Being able to transpose keyboard music at sight is a useful, if impossible, skill for any budding organist or repetiteur. One finds that, many a time, a choir or congregation is not able to sing a piece of music, usually a hymn, at the desired pitch; therefore downward transpositions of a semitone, tone or minor third or common. An (church) organist may also be instructed to transpose a hymn in order that the key may be closer to the key of the voluntary at the end of the service.

After intensive (i.e. tenuous) study of transposition at the keyboard, I have identified four main ways of accomplishing this task. They vary in difficulty, and, to some extent, in "correctness".

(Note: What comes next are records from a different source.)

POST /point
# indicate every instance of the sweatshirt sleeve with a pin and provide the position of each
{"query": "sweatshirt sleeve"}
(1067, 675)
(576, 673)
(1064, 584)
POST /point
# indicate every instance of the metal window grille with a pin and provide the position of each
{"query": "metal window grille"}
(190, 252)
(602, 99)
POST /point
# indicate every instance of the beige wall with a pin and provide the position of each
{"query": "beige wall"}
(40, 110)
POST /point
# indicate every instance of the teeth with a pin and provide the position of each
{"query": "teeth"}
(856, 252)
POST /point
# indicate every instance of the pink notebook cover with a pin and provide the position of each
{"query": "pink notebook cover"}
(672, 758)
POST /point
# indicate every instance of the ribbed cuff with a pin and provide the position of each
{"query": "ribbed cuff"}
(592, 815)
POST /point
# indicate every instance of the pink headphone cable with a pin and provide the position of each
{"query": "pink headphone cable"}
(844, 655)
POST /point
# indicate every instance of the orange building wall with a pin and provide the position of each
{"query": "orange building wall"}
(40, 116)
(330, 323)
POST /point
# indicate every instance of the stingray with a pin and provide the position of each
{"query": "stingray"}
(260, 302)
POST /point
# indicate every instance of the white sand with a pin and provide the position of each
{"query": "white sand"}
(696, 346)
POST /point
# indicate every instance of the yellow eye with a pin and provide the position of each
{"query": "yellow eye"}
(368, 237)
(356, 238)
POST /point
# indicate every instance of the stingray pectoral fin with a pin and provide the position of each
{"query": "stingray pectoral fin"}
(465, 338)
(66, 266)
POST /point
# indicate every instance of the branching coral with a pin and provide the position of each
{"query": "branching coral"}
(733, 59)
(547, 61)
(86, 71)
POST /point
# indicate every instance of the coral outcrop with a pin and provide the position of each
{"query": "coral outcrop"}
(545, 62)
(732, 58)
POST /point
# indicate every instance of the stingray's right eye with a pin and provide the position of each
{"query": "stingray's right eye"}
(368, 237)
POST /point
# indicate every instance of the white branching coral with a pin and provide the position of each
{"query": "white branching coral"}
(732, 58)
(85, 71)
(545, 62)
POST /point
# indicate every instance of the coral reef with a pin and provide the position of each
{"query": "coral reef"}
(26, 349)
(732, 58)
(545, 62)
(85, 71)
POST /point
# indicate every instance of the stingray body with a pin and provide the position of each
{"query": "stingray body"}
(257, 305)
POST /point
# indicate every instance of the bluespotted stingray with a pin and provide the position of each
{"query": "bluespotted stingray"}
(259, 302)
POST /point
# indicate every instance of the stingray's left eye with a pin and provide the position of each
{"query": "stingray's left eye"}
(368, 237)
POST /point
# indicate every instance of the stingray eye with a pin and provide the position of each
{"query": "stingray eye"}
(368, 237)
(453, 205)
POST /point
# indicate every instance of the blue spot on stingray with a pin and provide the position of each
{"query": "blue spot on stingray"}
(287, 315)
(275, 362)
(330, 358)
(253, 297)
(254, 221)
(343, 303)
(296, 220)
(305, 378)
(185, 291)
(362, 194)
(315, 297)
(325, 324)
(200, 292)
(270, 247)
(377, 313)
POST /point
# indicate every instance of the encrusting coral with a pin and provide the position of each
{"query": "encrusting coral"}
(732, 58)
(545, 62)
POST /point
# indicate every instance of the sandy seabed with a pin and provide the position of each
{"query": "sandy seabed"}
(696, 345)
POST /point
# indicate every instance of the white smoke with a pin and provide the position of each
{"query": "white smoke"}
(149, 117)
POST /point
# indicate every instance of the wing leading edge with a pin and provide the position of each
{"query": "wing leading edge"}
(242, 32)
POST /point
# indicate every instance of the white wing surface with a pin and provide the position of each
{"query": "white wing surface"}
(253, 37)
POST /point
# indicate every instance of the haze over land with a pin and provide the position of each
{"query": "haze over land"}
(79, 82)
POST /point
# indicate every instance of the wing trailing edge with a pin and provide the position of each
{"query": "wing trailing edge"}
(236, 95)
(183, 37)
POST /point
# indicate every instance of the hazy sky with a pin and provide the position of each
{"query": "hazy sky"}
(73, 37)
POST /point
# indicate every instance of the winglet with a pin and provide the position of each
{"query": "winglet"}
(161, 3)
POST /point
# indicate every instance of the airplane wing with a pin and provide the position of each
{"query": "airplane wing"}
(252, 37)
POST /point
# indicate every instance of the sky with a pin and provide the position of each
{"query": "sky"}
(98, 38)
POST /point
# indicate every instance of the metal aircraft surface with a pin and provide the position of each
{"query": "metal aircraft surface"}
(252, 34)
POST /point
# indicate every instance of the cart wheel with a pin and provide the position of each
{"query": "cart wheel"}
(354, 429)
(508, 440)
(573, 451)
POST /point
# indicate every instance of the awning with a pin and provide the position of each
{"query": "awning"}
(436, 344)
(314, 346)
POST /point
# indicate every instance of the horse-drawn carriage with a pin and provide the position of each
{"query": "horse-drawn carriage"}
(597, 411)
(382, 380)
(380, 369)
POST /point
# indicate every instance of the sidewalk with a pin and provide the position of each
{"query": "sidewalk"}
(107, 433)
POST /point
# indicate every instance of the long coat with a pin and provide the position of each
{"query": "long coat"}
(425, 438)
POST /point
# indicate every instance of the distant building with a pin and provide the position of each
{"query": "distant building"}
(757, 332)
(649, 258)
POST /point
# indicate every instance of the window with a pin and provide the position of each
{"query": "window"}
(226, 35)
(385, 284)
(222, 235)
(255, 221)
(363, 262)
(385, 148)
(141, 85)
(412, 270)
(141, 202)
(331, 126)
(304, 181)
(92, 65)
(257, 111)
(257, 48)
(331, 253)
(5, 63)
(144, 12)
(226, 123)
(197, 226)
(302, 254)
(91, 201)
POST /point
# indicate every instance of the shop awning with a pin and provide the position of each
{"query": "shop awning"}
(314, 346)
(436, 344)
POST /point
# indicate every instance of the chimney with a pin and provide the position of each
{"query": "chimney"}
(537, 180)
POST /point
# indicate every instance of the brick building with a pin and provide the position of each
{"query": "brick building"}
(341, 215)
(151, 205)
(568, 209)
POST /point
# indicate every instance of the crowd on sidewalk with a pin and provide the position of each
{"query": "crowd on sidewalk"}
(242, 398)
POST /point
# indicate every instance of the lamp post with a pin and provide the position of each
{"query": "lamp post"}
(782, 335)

  1. The simplest method to achieve a transposition of up or down one semitone is to just imagine sharps, flats, or naturals (as necessary) in front of all the notes. So for example, were a hymn in D major to be transposed down one semitone, the organist can just pretend that the key signature has 5 flats (D flat major), and also remember to play C's and F's natural when he comes across them (as they are sharps in the original key of D major). Drawbacks of this method are that it only works for small up-or-down-one-semitone transpositions. Benefits are that it is perhaps the easiest method described here.
  2. The next method is in some ways a generalisation of the previous way; instead of imagining sharps and flats, the player imagines that the notes on the page have been physically moved up or down by the required interval. Drawbacks are that it gets too complicated beyond a transposition of 1 tone in either direction; and sharps, flats and naturals in the original key signature can too easily foul things up. Note that this is probably the default method of transposition for almost all new organists, and perhaps inexperienced organists in general.
  3. The third method is also perhaps the most idiosyncratic. It is as follows: observe that, once you have memorised a melody, it is possible to sing it back to yourself in any key; regardless of the note you choose to start from, your brain finds it perfectly easy to reconstruct the melody in real time (this also applies to people with absolute pitch – it is the memorising that counts). Therefore, if you are transposing a hymn that is fairly familiar to you, it is possible, if a little contrived, to play through the hymn in your head in the new key, perhaps glancing at the music here and there for a memory aid for some of the chords, and play the notes on the keyboard based on what notes you have in your head. A drawback of this method is that you are unlikely to have memorised perfectly all the chords of the hymn in addition to the complete melody, so this method perhaps only works for hymns that you know particularly well.
  4. The final method is generally held to be the most "correct": as you play the hymn, you note the interval between each successive pair of notes, and move your fingers on the keyboard by that interval to the next note; the idea is that you ignore the absolute pitch value of the note, and so having started the hymn in the transposed key, everything thereafter is played at relative pitch. This method requires a lot of concentration and/or experience, but, once learned, is (at least in theory) just as easy for transpositions of a semitone as it is for, say, a diminished fifth.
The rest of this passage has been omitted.